The projected operating loan balance for each month is calculated on line 50. The operating loan carried over from the last period should be written in the appropriate space after the caption on line 50. In the example, the operating loan carried over from the previous December is $100,000. For each monthly period, the projected operating loan balance is determined by combining the previous balance with line 49 net cash flow for that period. A negative cash flow figure for a month increases the operating loan balance so it is added to the previous projected operating loan balance to determine the projected operating loan balance for that period. For example, the January net cash flow of -$3,100 is combined with the $100,000 operating loan carried over from the previous December to arrive at a January projected operating loan balance of $103,100.
A positive net cash flow for a month reduces the previous month’s projected operating loan balance. For example, the March net cash flow of $115,800 (line 49) is subtracted from the February projected operating loan balance of $96,250 (line 50), leaving a March projected surplus of $19,950 (line 50). If the net cash flow for a month is greater than the projected operating loan balance for the previous month, the difference can be labeled surplus.
The projected operating loan balances (line 50) for each month can be used as a guide in projecting the approximate amount of loan funds needed and the timing of the loan fund needs.
What Will a Cash Flow Projection Do
As farm businesses grow and as larger quantities of cash are needed, a cash flow projection becomes a more essential tool in the financial management of farm businesses. A cash flow projection gives the farm operator a basis for studying the financing of the visit this link business. It indicates how much needs to be borrowed and when it is needed.

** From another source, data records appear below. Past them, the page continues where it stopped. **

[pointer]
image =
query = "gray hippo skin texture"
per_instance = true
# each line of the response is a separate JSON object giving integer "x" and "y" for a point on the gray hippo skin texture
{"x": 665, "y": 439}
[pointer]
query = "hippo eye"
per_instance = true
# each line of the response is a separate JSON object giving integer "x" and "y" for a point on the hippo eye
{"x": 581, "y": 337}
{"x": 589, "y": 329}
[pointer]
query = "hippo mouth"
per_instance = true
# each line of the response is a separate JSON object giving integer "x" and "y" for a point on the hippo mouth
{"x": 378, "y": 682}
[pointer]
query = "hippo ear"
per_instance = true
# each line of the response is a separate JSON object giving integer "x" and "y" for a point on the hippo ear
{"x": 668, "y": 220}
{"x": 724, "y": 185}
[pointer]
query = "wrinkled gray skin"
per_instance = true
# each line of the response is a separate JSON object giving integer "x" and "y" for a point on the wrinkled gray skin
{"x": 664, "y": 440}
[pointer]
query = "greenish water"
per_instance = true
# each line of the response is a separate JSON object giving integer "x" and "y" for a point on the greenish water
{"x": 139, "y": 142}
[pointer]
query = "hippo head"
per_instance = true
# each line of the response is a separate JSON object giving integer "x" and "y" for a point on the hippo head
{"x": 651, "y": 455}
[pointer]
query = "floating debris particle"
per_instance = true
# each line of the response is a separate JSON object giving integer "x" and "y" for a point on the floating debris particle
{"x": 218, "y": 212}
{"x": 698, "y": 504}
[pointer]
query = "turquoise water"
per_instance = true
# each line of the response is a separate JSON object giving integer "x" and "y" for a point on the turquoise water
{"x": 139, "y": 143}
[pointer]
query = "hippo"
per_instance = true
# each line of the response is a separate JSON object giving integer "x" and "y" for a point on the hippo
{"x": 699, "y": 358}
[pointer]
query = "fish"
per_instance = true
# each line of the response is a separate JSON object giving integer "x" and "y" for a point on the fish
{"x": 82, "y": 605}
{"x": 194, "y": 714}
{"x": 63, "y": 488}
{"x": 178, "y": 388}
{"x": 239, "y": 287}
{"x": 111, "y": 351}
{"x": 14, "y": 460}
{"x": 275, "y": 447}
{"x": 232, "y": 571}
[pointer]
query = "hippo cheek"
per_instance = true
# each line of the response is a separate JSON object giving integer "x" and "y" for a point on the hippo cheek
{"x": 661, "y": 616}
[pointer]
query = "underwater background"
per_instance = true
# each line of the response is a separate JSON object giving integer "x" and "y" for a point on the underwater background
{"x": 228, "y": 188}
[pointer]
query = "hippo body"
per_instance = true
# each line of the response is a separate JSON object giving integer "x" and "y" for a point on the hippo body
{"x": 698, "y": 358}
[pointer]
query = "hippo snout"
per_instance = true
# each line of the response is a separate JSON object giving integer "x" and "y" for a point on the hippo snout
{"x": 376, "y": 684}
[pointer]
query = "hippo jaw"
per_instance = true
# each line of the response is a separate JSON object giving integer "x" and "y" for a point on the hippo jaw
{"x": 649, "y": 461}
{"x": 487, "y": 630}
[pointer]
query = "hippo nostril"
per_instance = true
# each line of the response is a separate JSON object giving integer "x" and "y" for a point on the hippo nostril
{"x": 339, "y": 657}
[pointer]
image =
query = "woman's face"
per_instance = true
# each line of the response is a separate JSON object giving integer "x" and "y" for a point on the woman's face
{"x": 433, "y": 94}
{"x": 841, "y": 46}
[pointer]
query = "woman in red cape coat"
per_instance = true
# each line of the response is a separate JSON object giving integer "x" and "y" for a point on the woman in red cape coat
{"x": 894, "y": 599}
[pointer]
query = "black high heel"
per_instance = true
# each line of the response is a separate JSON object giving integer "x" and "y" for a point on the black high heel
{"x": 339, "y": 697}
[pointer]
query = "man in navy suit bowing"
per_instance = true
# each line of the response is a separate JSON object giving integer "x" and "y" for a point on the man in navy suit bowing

A cash flow projection provides for “control” of the business. By comparing the projected cash flow to the actual cash flow that occurs, the variance of each item can be noted. If receipts are less than expected or expenses more than expected, the cash flow will alert the manager to a possible problem.
A cash flow projection helps in planning additional investments in the farm business. To be sound, an investment must be profitable in the long run. It must also be able to generate enough cash to make the payments on principal and interest.
A cash flow projection is also a great tool for considering “what if” scenarios and conducting sensitivity analysis. At a minimum, producers should consider best case scenarios in addition to the expected or most likely situation. It is one of the most important financial tools in managing risk.
Table End Notes
Principal payments on all loans not a part of this operating budget go on lines 39-41 All interest goes on line 25.
Add negative “Net Cash Flow” figures of each period to “Projected Operating Loan Balance” of previous period to arrive at “Projected Operating Loan Balance” for each period. Similarly, subtract positive “Net Cash Flow” figures from “Projected Operating Loan Balance” of previous period.
The purpose of line 50 is to provide information for estimating the amount of operating borrowings needed in each period. The cash inflow and outflow items above do not include receipt or payment of operating loans. NOTE: To calculate the net cash flow for the farm business alone, subtract line 42 from line 12.